Dave Irvine returns with his series on Access development. In this article, David steps back to discuss some of the underlying concepts of database design. David applies a system analyst's approach to data design that you might find more useful than some of the more abstract methodologies currently in use.
Thinking back on my college days, I remember when my first course on database theory used a text that began, "To define a database, we must first define reality." I almost blew that course! However, there's some truth to the statement. Databases are collections of information used to solve real problems, and are models of real items and objects. Data is used to describe the world around us. A company has employees; the database has an employee table. Employee Dave Irvine gets a raise (I like that!); the salaries table is adjusted to reflect that raise. To understand what a database is, and how to use it as a tool to solve real-life problems, you must first understand what the problem is and the environment, or the world, that the problem lives in.
Relational databases in a nutshell
Microsoft Access has been touted as one of the best (or at least, one of the most widely used) relational database packages in the world. Many people think that the name "relational" is derived from the fact that the database allows you to join, or relate, one group of data to another. This is a perfectly fine definition for our purposes, but it isn't the reason behind the name. The Relational Database Model is the result of the work of Dr. E. F. Codd (rhymes with God) at IBM. In 1970, Dr. Codd published a design for a database structure where the data was stored in a series of tables, or "relations." A relation was a random collection of like data, where any one instance of all of the separate data items was unique. (Note: For an exceptional description of relational databases, see Access 2000 Developers Handbook, Volume 1, pages 94 – 121, by Ken Getz, Paul Litwin, and Mike Gilbert—Sybex, Alameda, CA, 1999.)
In a relational database, data is stored in tables (files, for us old structured hacks, tuples in Codd's definition). Each table consists of columns of like data (fields, or elements) and a related collection of column items is a row (record or segment). If you think of another Microsoft product, Excel, then this definition becomes clear. A datasheet can be considered a file—that is, a collection of data organized into columns and rows. Consider the example shown in Figure 1.
This is an example of a Microsoft Excel worksheet, but it could just as easily be a relation or table. It's composed of data, organized in like columns with a single item in each column, and all of the items forming a row. A query to retrieve all Employee Names would return David Irvine, Suzanne Tiffin, and Fred Smith, while a query to retrieve Employee 1 would return 1, David Irvine, A001, and Consultant.
If this is a table, where are the legs?
Now, I know that there are some purists out there who will argue with me, but to my mind, there are basically three types of tables (and this is very much a systems analyst's view): master tables, transaction tables, and lookup tables. Master tables contain data that's primarily static, such as customer records or employee records. These tables change very little over time, although they do require update methods, since customers come and go, or change their residences, and employees are hired, leave, and get promoted.
Transaction tables, on the other hand, are extremely dynamic, in that the data in them is added to or changed on a regular basis. Customers place orders, which must be filled, shipped, invoiced, paid, deleted, back ordered, and so forth. Transaction tables, as the name implies, hold the day-to-day transactions that reflect the course of doing business.
Lookup tables are extremely static tables, which change very little. These tables generally contain very few elements (columns) per segment (row) and are used to supply and verify information used in other tables. One example might be a department table, which contains the department code and department name for all departments in an organization. This table might be used in an employee maintenance form. The user inputs a department code, and the system looks up this code in the department table to verify that it's valid. Alternatively, the form might contain a pull-down list with the names of the departments in it, and the user selects the appropriate value. In these ways, the programmer can ensure that the user can enter only valid departments, thus improving the reliability and the integrity of the system.

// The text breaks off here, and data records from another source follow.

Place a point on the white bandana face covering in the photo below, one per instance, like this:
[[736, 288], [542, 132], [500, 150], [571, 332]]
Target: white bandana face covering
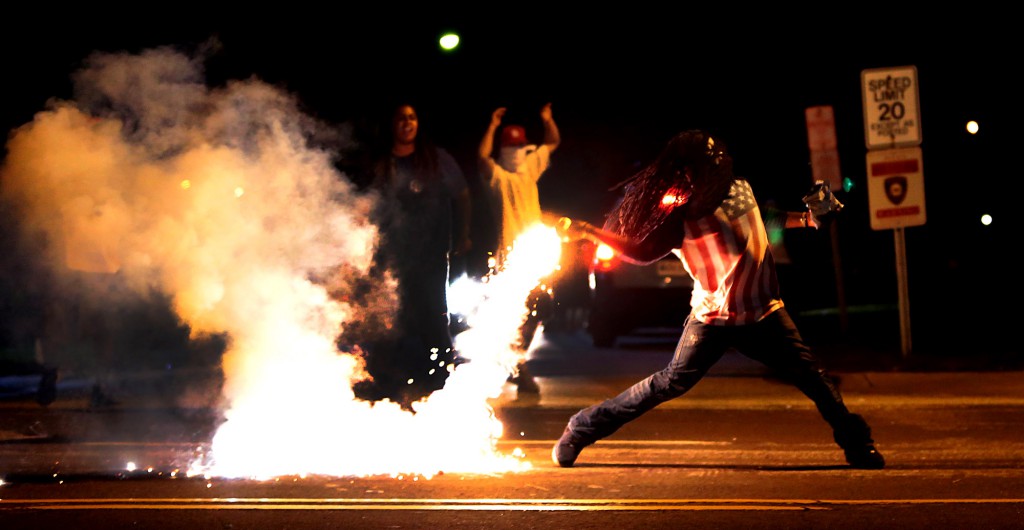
[[513, 157]]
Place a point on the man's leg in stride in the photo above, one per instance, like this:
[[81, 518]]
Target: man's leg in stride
[[776, 342], [698, 349]]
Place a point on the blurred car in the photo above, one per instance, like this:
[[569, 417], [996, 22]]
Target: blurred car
[[628, 297]]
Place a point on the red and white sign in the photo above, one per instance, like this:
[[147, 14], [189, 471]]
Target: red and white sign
[[896, 187]]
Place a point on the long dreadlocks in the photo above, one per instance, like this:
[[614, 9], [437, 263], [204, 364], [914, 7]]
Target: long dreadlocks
[[693, 169]]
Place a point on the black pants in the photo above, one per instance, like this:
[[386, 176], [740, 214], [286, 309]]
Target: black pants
[[773, 341]]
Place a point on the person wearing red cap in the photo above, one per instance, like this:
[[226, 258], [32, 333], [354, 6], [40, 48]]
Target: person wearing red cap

All three of these kinds of tables see changes, but the rate of change is sharply different between them. Lookup tables hardly ever change, master tables change more frequently, and transaction tables change constantly.
One key element of the Relational Model, as defined by Codd, is that the data in each table must have unique rows. This fulfills two goals. First, it frees the data from the storage media (you don't have to know where the record is on the disk to access it). Second, the data has no set access path or structure, unlike the sequential file method of early data processing systems. To establish the uniqueness of rows in a table, you must establish a primary key, or index. The primary key is a data item in the table that never repeats across the rows of a table. A lookup on the primary key item returns, at most, only one row.
A primary key can be a single field or a combination of fields, which is called a compound key. The decision as to which field(s) to use as a primary key is left up to you, the database developer. When choosing a primary key, try to keep it simple. Use as few database columns as possible, and try to pick data that's static, and won't change, or at least not change very much or very often (see the sidebar "Death on the Highway: Surrogate and Primary Keys" for what can go wrong if you don't use primary keys correctly).
As well as a primary key, which is always unique, a table might contain secondary keys. Secondary keys are fields that the designer or the user might want to use to look up or group information, and which might repeat. An example might be the City field in a Customer table. You might want to extract just the customers that are located in a single city, or you might want to produce a customer list, sorted and broken by city. These types of actions are facilitated by the use of a secondary key. Where a secondary key duplicates a primary key in another table, it's called a foreign key. Foreign keys are typically used to join one table to another.
What's a nice person like you doing in a join like this?
As I mentioned in the beginning of this article, the definition of relational database as the ability to relate one table to another isn't quite accurate, but it will do fine for our discussion. One of the great strengths of Access, or any other relational database, is the ability to relate one data table to another. These relations, or joins, allow you to connect separate but related pieces of data, and let you perform more complex data manipulation. Figure 2 shows a simple two-table relationship.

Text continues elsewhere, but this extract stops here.